Там рисовал в то время и племянник Петрова, сын академика архитектуры Алексея Ивановича Шевцова, в семью которого он вскоре ввел Репина. Последний познакомился здесь с дочерью Шевцова, Верой, которая через 9 лет стала его женою.
Один из учеников школы, малый бывалый и понаторелый, узнав о, неудаче Репина с поступлением в Академию, надоумил его обратиться к кому-нибудь из генералов-меценатов, охотно покровительствующих молодежи. Он назвал даже фамилию одного из них — Прянишникова, владельца большой картинной галлереи, не раз уже вносившего плату за учеников и помогавшего им. Репин вспомнил, что он слыхал уже эту фамилию в Чугуеве от петербургской старушки Татьяны Федотовны, приятельницы его матери, прожившей у них в доме целую зиму и служившей у этого важного генерала Прянишникова.
Репин списался с матерью и вскоре получил уже от Татьяны Федотовны письмо с приглашением зайти к ней в Троицкий переулок в квартиру Ф. И. Прянишникова, оказавшегося начальником Главного управления почт и телеграфов. Она устроила ему в назначенный день свидание, генерал допустил Репина «до-ручки» и внес за него 25 рублей годовой платы в Академию. Оставалось только выдержать экзамены, которые Репин и сдал в январе 1864 г., когда и поступил в Академию{38}. О своих преподавателях по рисовальной школе — Верме и Жуковском — он впоследствии почти не вспоминал.
Если принять во внимание ту необычайную трогательность и нежность, с которой Репин перебирает все, даже незначительные встречи с людьми в дни своей юности, это умалчивание говорит о том, что обоим преподавателям он едва ли считал себя чем-нибудь обязанным, как и третьему, Гоху, учителю класса гипсовых голов.

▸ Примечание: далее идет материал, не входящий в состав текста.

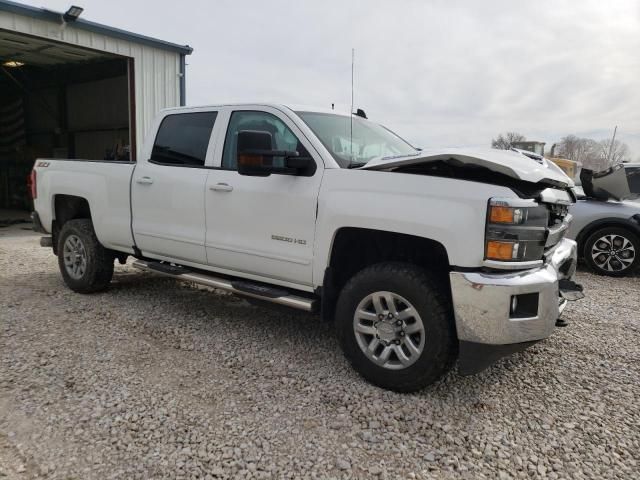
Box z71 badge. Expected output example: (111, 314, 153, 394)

Зато вскоре он знакомится с Крамским. Вот как он рассказывает o встрече с последним.
«К концу зимы меня перевели в класс гипсовых голов, и здесь я узнал, что по воскресеньям в этом классе преподает учитель Крамской.
«Не тот ли самый? — думал я, и ждал воскресенья.
«Ученики головного класса часто и много говорили о Крамском, повторяли, что он кому говорил, и ждали его с нетерпением.
«Вот и воскресенье, 12 часов дня. В классе оживленное волнение, Крамского еще нет. Мы рисуем с головы Милона Кротонского. Голова поставлена на один класс. В классе шумно… Вдруг сделалась полнейшая тишина, умолк даже оратор Ланганц. И я увидел худощавого человека в черном сюртуке, входившего твердой походкой в класс. Я подумал, что это кто-нибудь другой: Крамского я представлял себе иначе. Вместо прекрасного бледного профиля у этого было худое скуластое лицо и черные гладкие волосы вместо каштановых кудрей до плеч, а такая трепаная жидкая бородка бывает только у студентов и учителей.
— Это кто? — шепчу я товарищу.
— Крамской. Разве не знаете? — удивляется он.
«Так вот он какой! Сейчас посмотрел на меня; кажется заметил. Какие глаза! Не спрячешься, даром что маленькие и сидят глубоко во впалых орбитах; серые, светятся. Вот он остановился перед работой одного ученика. Какое серьезное лицо! Но голос приятный, задушевный, говорит с волнением… Ну, и слушают же его! Даже работу побросали, стоят около, разинув рты: видно, что стараются запомнить каждое слово… Вот так учитель! Это не чета Верму да Жуковскому…
«Вот он за моей спиной; я остановился от волнения.
«— А, как хорошо! Прекрасно! Вы в первый раз здесь?»
Репин попробовал было напомнить Крамскому об тех общих знакомых в Сиротине, но заметил, что они его нисколько не занимали. Крамскому Репин, видимо, сразу понравился; по крайней мере, он дал ему тут же свой адрес, пригласив побывать у него, к великой зависти товарищей по классу.
Репин не преминул воспользоваться этим приглашением, и уже через несколько дней вечером позвонил у его квартиры, на 6-й линии Васильевского острова. Крамского не оказалось дома, но Репину сказали, что через час он. вероятно, будет. Побродив по бульвару 7-й линии, в надежде встретить его идущего домой, он часов в 10 еще раз позвонил.
Еше не вернулся.
«Через полчаса позвонил еще, — продолжает Репин, — решившись уйти наконец домой, если его и теперь нет.
— Дома.
— А! знаю, знаю, вы приходили уже два раза, — прозвучал его надтреснувший, усталый голос на мое бормотанье.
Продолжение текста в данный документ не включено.